Fifty nanograms of amplified cDNA was subjected to a singleplex PCR reaction for the different AChR subunits, GAPDH and myogenin. The exact annealing temperature is provided for each primer pair in Table 1 . Primers were designed by computer (MacVector; Accelrys, Marietta, GA). All primers lie in different exons or on an exon–exon boundary. To retrieve the position of an exon within a gene sequence, the mRNA and gene sequences were aligned (PromotorWise software at the EBI server; www.ebi.ac.uk/Wise2/promoterwise.html/ provided in the public domain by the European Bioinformatics Institute, Hinxton, UK). The correctness of the alignment of the gene and mRNA was checked by the graphic output view of the Gene database (http://www.ncbi.nlm.nih.gov:80/entrez/query.fcgi?db=gene) at the National Center for Biotechnology Information (NCBI) server. 

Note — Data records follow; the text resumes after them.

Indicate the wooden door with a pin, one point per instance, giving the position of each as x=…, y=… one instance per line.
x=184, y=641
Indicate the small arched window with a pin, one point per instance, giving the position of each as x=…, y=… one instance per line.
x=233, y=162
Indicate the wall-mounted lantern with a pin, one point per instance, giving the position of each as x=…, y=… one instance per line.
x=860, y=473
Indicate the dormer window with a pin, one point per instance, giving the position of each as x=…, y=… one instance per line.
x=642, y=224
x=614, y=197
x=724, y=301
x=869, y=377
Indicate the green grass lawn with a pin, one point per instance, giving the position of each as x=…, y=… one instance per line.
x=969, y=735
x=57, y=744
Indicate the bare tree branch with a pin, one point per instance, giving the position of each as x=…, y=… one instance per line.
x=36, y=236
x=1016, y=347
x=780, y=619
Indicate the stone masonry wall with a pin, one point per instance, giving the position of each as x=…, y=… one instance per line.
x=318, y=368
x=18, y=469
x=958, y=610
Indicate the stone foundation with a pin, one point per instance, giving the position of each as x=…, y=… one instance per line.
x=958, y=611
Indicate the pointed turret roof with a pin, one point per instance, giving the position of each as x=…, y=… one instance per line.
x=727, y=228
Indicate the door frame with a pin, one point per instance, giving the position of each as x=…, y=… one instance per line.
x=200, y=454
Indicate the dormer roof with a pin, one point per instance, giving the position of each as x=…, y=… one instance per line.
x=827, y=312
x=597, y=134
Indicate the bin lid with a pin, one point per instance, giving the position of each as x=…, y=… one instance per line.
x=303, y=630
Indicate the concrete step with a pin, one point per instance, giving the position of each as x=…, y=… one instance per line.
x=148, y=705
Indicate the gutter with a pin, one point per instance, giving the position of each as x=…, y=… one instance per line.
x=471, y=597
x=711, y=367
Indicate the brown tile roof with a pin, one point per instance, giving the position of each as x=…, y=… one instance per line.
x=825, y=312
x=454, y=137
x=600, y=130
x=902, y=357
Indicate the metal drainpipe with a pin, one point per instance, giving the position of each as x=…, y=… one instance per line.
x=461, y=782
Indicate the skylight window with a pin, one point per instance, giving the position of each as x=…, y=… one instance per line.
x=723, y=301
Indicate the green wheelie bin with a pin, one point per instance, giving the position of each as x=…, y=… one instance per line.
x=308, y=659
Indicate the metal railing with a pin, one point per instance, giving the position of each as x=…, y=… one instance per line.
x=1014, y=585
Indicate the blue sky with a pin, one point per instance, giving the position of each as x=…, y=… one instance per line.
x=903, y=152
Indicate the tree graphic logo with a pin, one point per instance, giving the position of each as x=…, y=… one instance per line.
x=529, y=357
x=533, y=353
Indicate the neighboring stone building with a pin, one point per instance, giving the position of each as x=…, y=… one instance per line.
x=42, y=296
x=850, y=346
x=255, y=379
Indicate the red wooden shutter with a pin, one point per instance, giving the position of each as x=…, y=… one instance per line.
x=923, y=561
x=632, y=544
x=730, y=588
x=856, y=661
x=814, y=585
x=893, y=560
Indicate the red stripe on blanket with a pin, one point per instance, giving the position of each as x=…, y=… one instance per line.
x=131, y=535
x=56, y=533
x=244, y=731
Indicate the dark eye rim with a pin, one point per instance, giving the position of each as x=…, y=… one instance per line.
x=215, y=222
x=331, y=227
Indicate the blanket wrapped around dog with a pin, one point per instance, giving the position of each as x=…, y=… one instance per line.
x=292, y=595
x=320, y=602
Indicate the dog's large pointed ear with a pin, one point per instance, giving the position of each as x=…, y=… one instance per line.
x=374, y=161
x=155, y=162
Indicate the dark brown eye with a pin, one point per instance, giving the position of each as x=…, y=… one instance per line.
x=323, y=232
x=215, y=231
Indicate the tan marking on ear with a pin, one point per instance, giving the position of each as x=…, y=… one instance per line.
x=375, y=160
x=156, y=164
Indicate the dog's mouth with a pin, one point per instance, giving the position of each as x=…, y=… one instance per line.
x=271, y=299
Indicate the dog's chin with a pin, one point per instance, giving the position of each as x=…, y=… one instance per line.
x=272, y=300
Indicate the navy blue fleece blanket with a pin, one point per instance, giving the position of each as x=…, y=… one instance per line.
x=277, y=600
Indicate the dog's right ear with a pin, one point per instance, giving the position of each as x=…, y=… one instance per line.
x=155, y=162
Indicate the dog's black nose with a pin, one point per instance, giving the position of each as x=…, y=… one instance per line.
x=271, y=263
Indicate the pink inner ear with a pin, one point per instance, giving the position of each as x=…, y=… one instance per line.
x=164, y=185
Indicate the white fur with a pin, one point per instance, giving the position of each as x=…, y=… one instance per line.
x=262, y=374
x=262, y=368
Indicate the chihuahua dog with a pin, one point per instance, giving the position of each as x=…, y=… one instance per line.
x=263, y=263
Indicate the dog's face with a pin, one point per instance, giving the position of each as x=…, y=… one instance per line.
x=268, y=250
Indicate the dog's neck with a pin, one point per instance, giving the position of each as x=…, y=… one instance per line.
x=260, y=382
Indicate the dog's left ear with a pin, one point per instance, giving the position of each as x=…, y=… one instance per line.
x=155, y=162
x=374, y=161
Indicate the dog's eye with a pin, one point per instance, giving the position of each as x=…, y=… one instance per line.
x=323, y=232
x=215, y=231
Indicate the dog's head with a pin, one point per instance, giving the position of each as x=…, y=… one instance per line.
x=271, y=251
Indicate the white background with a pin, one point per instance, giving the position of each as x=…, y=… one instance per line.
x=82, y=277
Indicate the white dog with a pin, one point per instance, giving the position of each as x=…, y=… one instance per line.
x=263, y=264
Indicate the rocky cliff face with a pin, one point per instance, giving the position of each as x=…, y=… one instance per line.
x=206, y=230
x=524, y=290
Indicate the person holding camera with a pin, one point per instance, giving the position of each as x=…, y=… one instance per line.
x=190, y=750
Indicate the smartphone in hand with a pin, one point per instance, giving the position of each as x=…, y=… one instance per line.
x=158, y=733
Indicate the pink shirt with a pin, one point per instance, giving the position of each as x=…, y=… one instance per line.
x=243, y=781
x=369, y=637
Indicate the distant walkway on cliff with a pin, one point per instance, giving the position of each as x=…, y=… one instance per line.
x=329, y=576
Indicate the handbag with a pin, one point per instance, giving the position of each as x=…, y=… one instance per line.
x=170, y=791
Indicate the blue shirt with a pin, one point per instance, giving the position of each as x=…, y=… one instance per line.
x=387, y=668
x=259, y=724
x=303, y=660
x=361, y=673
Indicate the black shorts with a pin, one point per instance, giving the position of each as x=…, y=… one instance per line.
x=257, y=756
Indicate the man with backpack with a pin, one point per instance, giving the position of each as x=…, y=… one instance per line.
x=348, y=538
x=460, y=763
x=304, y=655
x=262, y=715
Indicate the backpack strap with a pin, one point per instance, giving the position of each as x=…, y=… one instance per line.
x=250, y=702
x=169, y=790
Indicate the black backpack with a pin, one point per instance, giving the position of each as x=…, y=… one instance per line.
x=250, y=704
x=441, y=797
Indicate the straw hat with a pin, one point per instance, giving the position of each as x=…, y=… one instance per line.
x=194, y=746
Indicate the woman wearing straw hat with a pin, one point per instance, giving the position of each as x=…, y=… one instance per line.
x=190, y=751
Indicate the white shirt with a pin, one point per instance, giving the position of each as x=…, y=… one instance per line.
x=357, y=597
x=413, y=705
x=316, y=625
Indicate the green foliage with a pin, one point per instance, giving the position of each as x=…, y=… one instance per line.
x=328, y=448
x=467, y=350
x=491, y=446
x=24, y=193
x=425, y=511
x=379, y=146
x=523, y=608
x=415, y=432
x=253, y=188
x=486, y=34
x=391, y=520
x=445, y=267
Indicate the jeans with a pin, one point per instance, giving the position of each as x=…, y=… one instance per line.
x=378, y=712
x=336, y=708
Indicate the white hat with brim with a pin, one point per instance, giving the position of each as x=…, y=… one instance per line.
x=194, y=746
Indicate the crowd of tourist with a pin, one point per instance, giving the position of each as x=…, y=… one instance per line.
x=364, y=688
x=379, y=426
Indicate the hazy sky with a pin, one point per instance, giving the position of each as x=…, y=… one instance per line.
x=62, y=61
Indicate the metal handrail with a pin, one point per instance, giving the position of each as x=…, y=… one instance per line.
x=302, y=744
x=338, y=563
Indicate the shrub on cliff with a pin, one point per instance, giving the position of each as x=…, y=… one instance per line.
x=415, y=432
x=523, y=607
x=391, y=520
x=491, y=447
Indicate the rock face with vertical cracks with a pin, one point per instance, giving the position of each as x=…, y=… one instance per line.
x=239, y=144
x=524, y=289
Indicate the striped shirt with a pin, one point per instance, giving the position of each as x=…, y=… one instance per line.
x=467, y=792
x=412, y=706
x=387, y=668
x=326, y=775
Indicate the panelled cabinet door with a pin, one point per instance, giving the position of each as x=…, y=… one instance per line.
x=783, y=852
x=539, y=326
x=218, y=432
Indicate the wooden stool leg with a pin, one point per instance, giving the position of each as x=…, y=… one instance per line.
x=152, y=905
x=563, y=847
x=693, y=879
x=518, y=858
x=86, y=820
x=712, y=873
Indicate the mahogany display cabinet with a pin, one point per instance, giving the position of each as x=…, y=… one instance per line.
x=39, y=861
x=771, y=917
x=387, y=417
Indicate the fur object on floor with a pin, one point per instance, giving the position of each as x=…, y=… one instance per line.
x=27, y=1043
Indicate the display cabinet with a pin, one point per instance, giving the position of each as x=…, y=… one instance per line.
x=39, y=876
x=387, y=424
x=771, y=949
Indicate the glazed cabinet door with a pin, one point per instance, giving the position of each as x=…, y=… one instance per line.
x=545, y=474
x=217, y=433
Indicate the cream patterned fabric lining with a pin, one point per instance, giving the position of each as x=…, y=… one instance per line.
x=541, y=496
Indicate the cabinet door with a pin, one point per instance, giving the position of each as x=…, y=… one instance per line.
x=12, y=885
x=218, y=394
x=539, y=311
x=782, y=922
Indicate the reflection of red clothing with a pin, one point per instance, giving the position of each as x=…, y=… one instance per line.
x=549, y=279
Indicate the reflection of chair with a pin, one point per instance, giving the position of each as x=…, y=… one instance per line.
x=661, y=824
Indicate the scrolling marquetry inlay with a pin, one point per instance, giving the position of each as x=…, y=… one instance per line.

Twenty microliters of the PCR products were run on a 50-mL 2.5% agarose gel cast with 2.5 μL ethidium bromide (10 mg/mL). 
Results
Figure 1shows low-power views of a normal and a denervated EDL as well as the endplate region and the peripheral region of an adult rat EOM. In the innervated EDL (Fig. 1A) , large, slightly c-shaped endings stained strongly for AChE, while in denervated EDL (Fig. 1B)the size of the endings was decreased and small, grapelike endings were present. In the endplate band of the EOM (Fig. 1C) , two types of endplates were seen: large chevron- or c-shaped endings (also referred to as en plaque endings) which resemble the NMJs of the intact EDL and the smaller grape-like (en grappe) endings, which resemble the multiply innervated endings of the denervated EDL. Peripherally (Fig. 1D) , only the en grappe endings were seen. 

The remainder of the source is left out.